Related Controls: AC-2, AC-9, AU-2, AU-6, IA-5.

Control Enhancements:

• (1) UNSUCCESSFUL LOGON ATTEMPTS / AUTOMATIC ACCOUNT LOCK
  [Withdrawn: Incorporated into AC-7.]

• (2) UNSUCCESSFUL LOGON ATTEMPTS / PURGE OR WIPE MOBILE DEVICE
  Purge or wipe information from [ Assignment: organization-defined mobile devices ] based on [ Assignment: organization-defined purging or wiping requirements and techniques ] after [ Assignment: organization-defined number ] consecutive, unsuccessful device logon attempts.

  Discussion: A mobile device is a computing device that has a small form factor such that it can be carried by a single individual; is designed to operate without a physical connection; possesses local, non-removable or removable data storage; and includes a self-contained power source. Purging or wiping the device applies only to mobile devices for which the organization-defined number of unsuccessful logons occurs. The logon is to the mobile device, not to any one account on the device. Successful logons to accounts on mobile devices reset the unsuccessful logon count to zero. Purging or wiping may be unnecessary if the information on the device is protected with sufficiently strong encryption mechanisms.
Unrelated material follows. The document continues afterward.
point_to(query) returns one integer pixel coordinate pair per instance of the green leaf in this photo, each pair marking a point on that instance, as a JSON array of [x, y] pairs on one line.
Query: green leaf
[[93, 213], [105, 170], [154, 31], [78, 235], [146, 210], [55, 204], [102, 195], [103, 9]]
  Related Controls: AC-19, MP-5, MP-6.

• (3) UNSUCCESSFUL LOGON ATTEMPTS / BIOMETRIC ATTEMPT LIMITING
  Limit the number of unsuccessful biometric logon attempts to [ Assignment: organization-defined number ].

  Discussion: Biometrics are probabilistic in nature. The ability to successfully authenticate can be impacted by many factors, including matching performance and presentation attack detection mechanisms. Organizations select the appropriate number of attempts for users based on organizationally-defined factors.

  Related Controls: IA-3.

• (4) UNSUCCESSFUL LOGON ATTEMPTS / USE OF ALTERNATE AUTHENTICATION FACTOR
  

  • (a) Allow the use of [ Assignment: organization-defined authentication factors ] that are different from the primary authentication factors after the number of organization-defined consecutive invalid logon attempts have been exceeded; and
  • (b) Enforce a limit of [ Assignment: organization-defined number ] consecutive invalid logon attempts through use of the alternative factors by a user during a [ Assignment: organization-defined time period ].

  Discussion: The use of alternate authentication factors supports the objective of availability and allows a user who has inadvertently been locked out to use additional authentication factors to bypass the lockout.

  Related Controls: IA-3.

References: [SP 800-63-3], [SP 800-124 ].